Engineering Contradictions & Design Principles
Engineering Contradiction Analysis
1Adaptability or versatility
If fixed difficulty settings are used in wagering games, then game configuration is simple and reliable, but the game presents intolerable difficulty to unskilled players and insufficient challenge to skilled players
Solution Approach 1:
The patent implements dynamic difficulty adjustment by continuously monitoring player performance metrics (accuracy, response time, win rate) and automatically modifying game parameters such as reel speed, hitbox dimensions, and reward thresholds. This transforms the static game configuration into a dynamic system that adapts to individual player skill levels in real-time, resolving the contradiction between adaptability and complexity through automated control mechanisms.
Solution Approach 2:
The system establishes a feedback loop where player performance data is collected, analyzed by machine learning models, and used to adjust game attributes. The feedback mechanism includes monitoring player actions, comparing them against skill thresholds, and modifying game parameters accordingly. This feedback-driven approach enables the system to adapt to player skill levels while maintaining manageable complexity through structured data processing and automated decision-making.

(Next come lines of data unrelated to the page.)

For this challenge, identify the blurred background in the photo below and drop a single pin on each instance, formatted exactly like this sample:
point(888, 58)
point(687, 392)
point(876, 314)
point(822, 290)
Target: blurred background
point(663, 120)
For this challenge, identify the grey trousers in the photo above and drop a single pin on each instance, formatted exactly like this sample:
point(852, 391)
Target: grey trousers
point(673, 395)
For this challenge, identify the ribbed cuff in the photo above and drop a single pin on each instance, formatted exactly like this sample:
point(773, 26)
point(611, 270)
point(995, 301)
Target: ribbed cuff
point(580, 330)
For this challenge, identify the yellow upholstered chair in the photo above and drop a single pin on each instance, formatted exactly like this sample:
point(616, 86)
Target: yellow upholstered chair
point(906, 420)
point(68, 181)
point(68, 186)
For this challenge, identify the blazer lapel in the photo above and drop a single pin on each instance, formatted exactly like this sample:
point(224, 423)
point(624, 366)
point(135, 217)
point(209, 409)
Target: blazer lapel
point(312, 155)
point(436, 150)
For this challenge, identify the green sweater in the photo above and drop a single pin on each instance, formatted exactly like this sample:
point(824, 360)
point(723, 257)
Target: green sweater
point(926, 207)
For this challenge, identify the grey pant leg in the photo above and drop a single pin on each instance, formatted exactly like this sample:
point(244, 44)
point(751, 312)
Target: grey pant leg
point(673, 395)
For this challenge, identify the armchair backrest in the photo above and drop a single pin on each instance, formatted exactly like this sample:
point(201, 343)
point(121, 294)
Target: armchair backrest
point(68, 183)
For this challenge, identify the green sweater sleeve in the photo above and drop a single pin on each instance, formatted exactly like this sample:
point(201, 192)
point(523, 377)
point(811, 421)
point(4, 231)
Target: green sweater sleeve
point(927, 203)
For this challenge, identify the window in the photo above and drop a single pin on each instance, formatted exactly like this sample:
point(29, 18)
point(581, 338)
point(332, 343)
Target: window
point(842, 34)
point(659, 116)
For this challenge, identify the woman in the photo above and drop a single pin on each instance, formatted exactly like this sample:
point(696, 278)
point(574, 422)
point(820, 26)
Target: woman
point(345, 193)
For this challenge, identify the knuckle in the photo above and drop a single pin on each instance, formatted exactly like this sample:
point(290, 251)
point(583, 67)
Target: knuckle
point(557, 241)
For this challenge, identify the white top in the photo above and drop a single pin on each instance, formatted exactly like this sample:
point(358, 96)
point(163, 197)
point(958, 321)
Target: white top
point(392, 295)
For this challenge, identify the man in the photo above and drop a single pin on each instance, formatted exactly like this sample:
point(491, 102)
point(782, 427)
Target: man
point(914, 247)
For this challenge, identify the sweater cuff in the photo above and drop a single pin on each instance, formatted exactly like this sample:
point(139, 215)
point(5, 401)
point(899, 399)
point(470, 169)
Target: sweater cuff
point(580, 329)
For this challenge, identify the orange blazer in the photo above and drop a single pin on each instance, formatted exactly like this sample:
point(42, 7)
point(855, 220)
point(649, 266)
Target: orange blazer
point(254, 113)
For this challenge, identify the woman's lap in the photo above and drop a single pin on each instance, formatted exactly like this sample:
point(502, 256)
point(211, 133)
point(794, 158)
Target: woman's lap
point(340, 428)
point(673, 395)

2Adaptability or versatility
If machine learning models are used to analyze patron performance, then game attributes can be dynamically adjusted to skill levels, but processing time and computational resources increase
Solution Approach 1:
The system performs preliminary actions by pre-processing and storing player performance data in structured formats, preparing machine learning models in advance with pre-computed skill thresholds and game parameter mappings. This preliminary preparation enables faster real-time skill assessment and game configuration adjustments, reducing processing time during actual gameplay while maintaining sophisticated skill-based adaptation capabilities.
Solution Approach 2:
The patent employs simplified copies or representations of complex player behavior patterns through aggregated performance metrics and normalized skill scores. Instead of processing every raw player action in detail, the system creates condensed representations of player skill levels that can be quickly evaluated by machine learning models, significantly reducing computational time while preserving the essential adaptability needed for skill-based game configuration.
3Ease of operation
If game attributes are adjusted based on skill level, then player engagement is maintained, but game outcomes and awards become less stable
Solution Approach 1:
The system applies local quality adjustments by modifying specific game parameters (reel speed, hitbox size, reward multipliers) independently based on player skill level, rather than fundamentally changing the entire game outcome structure. This localized adjustment maintains the core stability of game outcomes and award distributions while enhancing player engagement through personalized difficulty and reward scaling, thus resolving the contradiction between engagement and outcome stability.
Data Source
AI summary
A computing device can determine gaming data including outcomes for a historical wagering games associated with a particular user account. The computing device can determine a skill score corresponding to the particular user account based on the gaming data. The computing device can render a reel including a subset of indicia on a display device. The computing device can modify an attribute of the wagering game based on the skill score. The computing device can rotate the reel on the display device. The computing device can receive an input from a user. The computing device can stop rotation of the reel at a particular position based on the input and a current value of the attribute. The computing device can determine an outcome of a wagering game based on a stopped position of the reel.